Ese ahora, ese siempre quieto en el que había vivido, esa continuidad maravillosa, se

resquebrajaba. Y entonces sintió el terror verdadero, el olor efímero de su propia vida.

Lucía lo miró a los ojos, vencida, y dejó caer los hombros por el peso de la

tristeza. Frente a ella, elegante, impasible, frío, el Tiempo la observaba victorioso. Su

mordisco fue rápido. Libó de su vida, de sus esperanzas y le robó la eternidad de la

juventud inocente. Lucía sintió como se escapaban voces, risas, rostros, besos sin que

pudiera hacer nada. Una vez alimentado, se ajustó la capa y se limpió los labios con el
dorso de la mano. Miró hacia los palacios nazaríes con desprecio y arrogancia. Algún

día llegará vuestro turno, puedo esperar, no os quepa duda. Por ahora no había nada más

que hacer allí. La volvió a mirar, abatida, y sonrió antes de desaparecer.

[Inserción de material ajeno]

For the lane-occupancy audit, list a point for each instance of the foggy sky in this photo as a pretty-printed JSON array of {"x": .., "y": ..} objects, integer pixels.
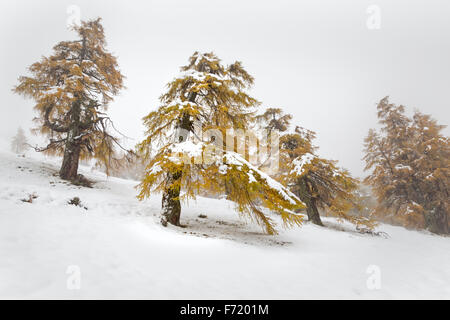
[{"x": 316, "y": 59}]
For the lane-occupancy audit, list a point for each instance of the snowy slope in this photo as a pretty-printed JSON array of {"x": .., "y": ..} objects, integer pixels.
[{"x": 123, "y": 252}]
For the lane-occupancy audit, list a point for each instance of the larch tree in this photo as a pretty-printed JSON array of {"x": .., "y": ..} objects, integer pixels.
[
  {"x": 409, "y": 160},
  {"x": 318, "y": 182},
  {"x": 72, "y": 89},
  {"x": 188, "y": 149},
  {"x": 19, "y": 142}
]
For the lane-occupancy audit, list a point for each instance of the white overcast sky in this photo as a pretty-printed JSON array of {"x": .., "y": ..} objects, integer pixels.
[{"x": 316, "y": 59}]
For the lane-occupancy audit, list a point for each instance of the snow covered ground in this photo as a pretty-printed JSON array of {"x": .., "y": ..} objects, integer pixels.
[{"x": 117, "y": 248}]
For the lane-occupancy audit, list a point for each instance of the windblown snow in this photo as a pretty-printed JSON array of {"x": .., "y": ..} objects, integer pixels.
[{"x": 115, "y": 247}]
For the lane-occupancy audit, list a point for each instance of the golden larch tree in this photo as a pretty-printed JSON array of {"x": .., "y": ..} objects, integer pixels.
[
  {"x": 187, "y": 152},
  {"x": 72, "y": 89}
]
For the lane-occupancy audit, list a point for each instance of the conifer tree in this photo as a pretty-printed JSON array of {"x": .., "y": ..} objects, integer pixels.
[
  {"x": 208, "y": 97},
  {"x": 409, "y": 161},
  {"x": 318, "y": 182},
  {"x": 72, "y": 89},
  {"x": 19, "y": 142}
]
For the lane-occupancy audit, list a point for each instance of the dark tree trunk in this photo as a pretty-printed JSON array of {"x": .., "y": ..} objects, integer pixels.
[
  {"x": 69, "y": 167},
  {"x": 313, "y": 213},
  {"x": 171, "y": 205},
  {"x": 437, "y": 221},
  {"x": 310, "y": 202}
]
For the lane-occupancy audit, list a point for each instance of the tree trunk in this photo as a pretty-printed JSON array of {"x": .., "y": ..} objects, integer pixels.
[
  {"x": 69, "y": 167},
  {"x": 171, "y": 206},
  {"x": 311, "y": 206},
  {"x": 313, "y": 213},
  {"x": 437, "y": 221}
]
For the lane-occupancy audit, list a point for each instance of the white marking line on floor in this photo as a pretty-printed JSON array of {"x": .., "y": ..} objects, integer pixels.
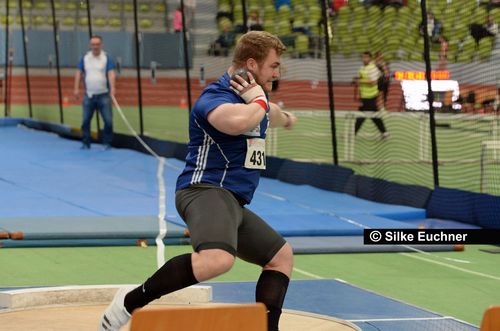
[
  {"x": 305, "y": 273},
  {"x": 452, "y": 266}
]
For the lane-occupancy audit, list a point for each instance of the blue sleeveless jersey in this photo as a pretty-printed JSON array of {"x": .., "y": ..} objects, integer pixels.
[{"x": 215, "y": 157}]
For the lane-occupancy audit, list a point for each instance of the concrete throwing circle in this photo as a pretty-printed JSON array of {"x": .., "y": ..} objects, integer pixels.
[{"x": 86, "y": 318}]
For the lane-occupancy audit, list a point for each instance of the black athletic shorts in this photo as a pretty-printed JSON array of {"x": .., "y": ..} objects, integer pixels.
[{"x": 216, "y": 219}]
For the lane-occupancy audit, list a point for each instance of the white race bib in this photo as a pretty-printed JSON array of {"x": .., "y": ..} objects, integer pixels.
[{"x": 256, "y": 154}]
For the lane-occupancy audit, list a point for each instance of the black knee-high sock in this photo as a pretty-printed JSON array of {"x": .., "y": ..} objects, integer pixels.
[
  {"x": 174, "y": 275},
  {"x": 271, "y": 290}
]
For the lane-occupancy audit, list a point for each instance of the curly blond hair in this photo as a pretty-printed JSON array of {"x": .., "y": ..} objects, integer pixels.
[{"x": 256, "y": 45}]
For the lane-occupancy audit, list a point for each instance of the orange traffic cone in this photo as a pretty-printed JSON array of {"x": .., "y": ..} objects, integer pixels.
[
  {"x": 66, "y": 102},
  {"x": 183, "y": 103}
]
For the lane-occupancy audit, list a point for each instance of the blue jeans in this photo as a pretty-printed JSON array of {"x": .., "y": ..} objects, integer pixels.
[{"x": 101, "y": 102}]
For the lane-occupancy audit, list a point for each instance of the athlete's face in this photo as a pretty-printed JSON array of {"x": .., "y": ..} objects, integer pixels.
[
  {"x": 96, "y": 45},
  {"x": 267, "y": 71}
]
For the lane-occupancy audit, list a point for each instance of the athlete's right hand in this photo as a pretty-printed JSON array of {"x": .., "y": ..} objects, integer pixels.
[{"x": 249, "y": 91}]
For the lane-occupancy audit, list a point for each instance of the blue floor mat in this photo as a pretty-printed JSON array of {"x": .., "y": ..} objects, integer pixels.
[
  {"x": 44, "y": 176},
  {"x": 55, "y": 228},
  {"x": 433, "y": 223},
  {"x": 341, "y": 300},
  {"x": 352, "y": 244},
  {"x": 334, "y": 202}
]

Al levantarse del suelo, Lucía se desprendió de la capa. La dobló y la dejó a los

pies de un árbol lleno de inscripciones. No muy lejos de allí la encontró un año y medio

antes. Conforme descendía de nuevo a la ciudad, supo que una parte de su alma se

quedaría vagando por el aire, por las fuentes, por las callejuelas, por los amaneceres y

los atardeceres y que nunca volvería a ser la misma. Tampoco Granada, que ya se le

empezaba a ir, imposible asirla, rasguño eterno de la felicidad perdida.